Incident Analysis

Hugging Face Token Exposure 2024 Analysis

Researchers found thousands of valid Hugging Face API tokens in public code and models. Analysis of the 2024 exposures and what they mean for ML supply chain.

Shadab Khan
Security Engineer
8 min read

The 2024 Hugging Face token exposure disclosures were a predictable outcome of two trends colliding: ML engineers treating notebooks as throwaway artifacts and the growth of the Hugging Face Hub as the default distribution mechanism for models, datasets, and Spaces. Lasso Security's February 2024 disclosure, which found more than 1,600 valid tokens across GitHub and Hugging Face itself, was followed through the year by JFrog, HiddenLayer, and Protect AI write-ups that expanded the scope. By end of 2024 the community had accepted that the ML supply chain had its own distinct credential-leakage problem on top of the generic one every developer ecosystem faces.

This post analyzes the 2024 incidents, the privilege design of Hugging Face tokens, and what ML teams should do differently now.

What did Lasso Security find in February 2024?

Lasso Security found more than 1,600 exposed Hugging Face API tokens across public repositories, with a meaningful percentage carrying write access to organization-owned models and datasets. Their scanning covered GitHub, GitLab, and Hugging Face itself, including Spaces (interactive apps hosted on the platform). The write-access finding was the headline because it meant an attacker could modify models belonging to major organizations - Meta, Google, Microsoft, VMware, and others were named in the disclosure - and the modifications would flow to every downstream user who pulled the model.

Lasso's researchers confirmed token validity by calling the /api/whoami-v2 endpoint, which returns the authenticated user's scopes without side effects. They did not actually modify any models. The disclosure was handled responsibly with Hugging Face, which rotated the affected tokens and expanded its own scanning.

A subtle but important finding: the leaks were not concentrated in abandoned or low-quality repositories. Tokens appeared in active projects, teaching material, notebook demos, and CI configurations across respected labs and companies. The common factor was that the token was treated as a convenience value rather than a privileged secret, often set once on a developer laptop and then inadvertently committed alongside a .env file or a Jupyter notebook cell output.

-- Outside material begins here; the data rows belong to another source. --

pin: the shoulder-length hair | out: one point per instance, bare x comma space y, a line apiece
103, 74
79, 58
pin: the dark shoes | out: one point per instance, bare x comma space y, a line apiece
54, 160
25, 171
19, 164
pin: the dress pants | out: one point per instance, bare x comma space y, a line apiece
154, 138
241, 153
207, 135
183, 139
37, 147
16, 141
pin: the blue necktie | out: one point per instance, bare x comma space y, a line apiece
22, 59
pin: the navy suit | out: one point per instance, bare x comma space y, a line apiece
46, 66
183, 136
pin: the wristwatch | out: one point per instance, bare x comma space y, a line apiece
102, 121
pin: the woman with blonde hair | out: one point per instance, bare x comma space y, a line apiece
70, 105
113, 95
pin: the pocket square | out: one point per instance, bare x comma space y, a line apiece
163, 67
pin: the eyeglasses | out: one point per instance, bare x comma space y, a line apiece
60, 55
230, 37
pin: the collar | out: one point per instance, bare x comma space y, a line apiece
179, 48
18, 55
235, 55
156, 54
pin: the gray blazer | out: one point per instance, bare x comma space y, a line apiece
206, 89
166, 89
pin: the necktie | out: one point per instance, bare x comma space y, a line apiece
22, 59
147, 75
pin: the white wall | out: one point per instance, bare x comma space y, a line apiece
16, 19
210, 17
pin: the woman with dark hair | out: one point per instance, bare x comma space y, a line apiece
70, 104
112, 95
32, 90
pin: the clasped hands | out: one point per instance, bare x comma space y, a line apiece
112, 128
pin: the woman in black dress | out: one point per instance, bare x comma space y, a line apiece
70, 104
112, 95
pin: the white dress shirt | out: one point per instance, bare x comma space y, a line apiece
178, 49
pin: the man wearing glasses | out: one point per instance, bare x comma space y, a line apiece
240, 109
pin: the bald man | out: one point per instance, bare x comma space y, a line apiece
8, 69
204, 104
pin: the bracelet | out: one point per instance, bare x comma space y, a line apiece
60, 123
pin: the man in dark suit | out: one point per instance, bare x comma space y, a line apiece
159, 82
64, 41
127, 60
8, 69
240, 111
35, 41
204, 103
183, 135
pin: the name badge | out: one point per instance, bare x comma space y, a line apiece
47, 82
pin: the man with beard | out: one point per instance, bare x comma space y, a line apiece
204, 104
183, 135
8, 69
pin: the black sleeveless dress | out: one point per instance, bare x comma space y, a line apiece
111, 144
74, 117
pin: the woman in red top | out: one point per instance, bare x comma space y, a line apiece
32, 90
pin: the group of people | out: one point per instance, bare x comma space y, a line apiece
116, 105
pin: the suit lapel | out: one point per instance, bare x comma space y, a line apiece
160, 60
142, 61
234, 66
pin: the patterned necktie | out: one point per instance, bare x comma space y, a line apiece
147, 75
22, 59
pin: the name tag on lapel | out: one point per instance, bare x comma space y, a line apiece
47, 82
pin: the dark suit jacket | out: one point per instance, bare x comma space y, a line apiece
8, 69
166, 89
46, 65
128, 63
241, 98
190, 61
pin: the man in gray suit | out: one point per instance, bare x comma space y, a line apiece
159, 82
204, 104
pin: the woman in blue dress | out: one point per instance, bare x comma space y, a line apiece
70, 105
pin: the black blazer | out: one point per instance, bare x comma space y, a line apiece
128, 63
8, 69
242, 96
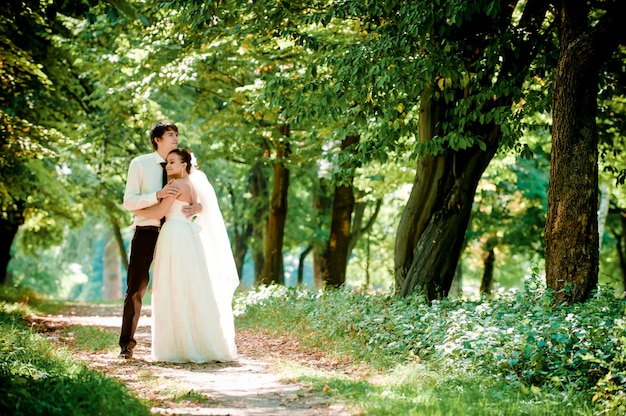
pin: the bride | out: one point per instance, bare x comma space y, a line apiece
194, 272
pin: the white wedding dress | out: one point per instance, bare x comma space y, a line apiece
192, 288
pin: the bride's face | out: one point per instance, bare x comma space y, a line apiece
175, 165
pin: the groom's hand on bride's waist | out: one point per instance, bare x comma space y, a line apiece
192, 209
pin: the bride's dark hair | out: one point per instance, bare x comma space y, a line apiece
185, 155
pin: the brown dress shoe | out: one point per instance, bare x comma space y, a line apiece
126, 354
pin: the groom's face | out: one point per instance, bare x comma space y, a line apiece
168, 142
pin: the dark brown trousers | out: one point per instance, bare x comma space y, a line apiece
141, 255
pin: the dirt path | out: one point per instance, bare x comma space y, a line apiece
251, 386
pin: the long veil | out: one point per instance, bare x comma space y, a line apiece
217, 250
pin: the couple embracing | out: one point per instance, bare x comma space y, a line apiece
194, 274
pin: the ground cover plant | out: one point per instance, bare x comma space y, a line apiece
515, 354
39, 378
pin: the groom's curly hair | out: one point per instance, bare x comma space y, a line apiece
158, 130
185, 155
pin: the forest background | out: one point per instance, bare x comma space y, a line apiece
436, 147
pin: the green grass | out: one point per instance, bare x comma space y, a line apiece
89, 338
39, 378
514, 355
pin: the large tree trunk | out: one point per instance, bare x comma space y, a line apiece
432, 228
273, 253
9, 227
571, 224
339, 238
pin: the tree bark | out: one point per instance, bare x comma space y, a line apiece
119, 239
257, 183
432, 228
572, 241
321, 203
486, 283
273, 252
358, 229
9, 226
111, 276
301, 263
340, 225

How do Hugging Face tokens work and what can they actually do?

Hugging Face tokens work as personal access tokens scoped to the user or organization context that issued them, and the default "write" scope grants full control over any model or dataset the identity owns or has collaborator rights on. As of 2024 the token model was simple: read or write, with organization-level tokens inheriting the organization's full permissions.

What a write token can actually do in practice:

  • Push commits to any model repository owned by the identity, including replacing model weight files.
  • Create new model or dataset repositories under the identity.
  • Modify model cards and README files to point users at alternative download instructions.
  • Trigger builds for Spaces owned by the identity, which on the platform means executing attacker code in the hosted environment.
  • Read private models and datasets that the identity has access to.

The model-weight replacement path is the most dangerous abuse. A model pulled from a known repository is, for most ML teams, trusted by default. An attacker with write access could replace pytorch_model.bin with a file containing a malicious serialized payload and every downstream user loading that model via torch.load would execute the payload. Hugging Face has since promoted safetensors specifically to close this class of issue, but adoption is incomplete and many legacy projects still use pickle-based formats.

Hugging Face introduced fine-grained tokens in mid-2024 after the Lasso disclosure, allowing token scopes to be narrowed to specific repositories and operations. Adoption has grown, but legacy tokens with full scope remain common.

What attacker capabilities were demonstrated post-disclosure?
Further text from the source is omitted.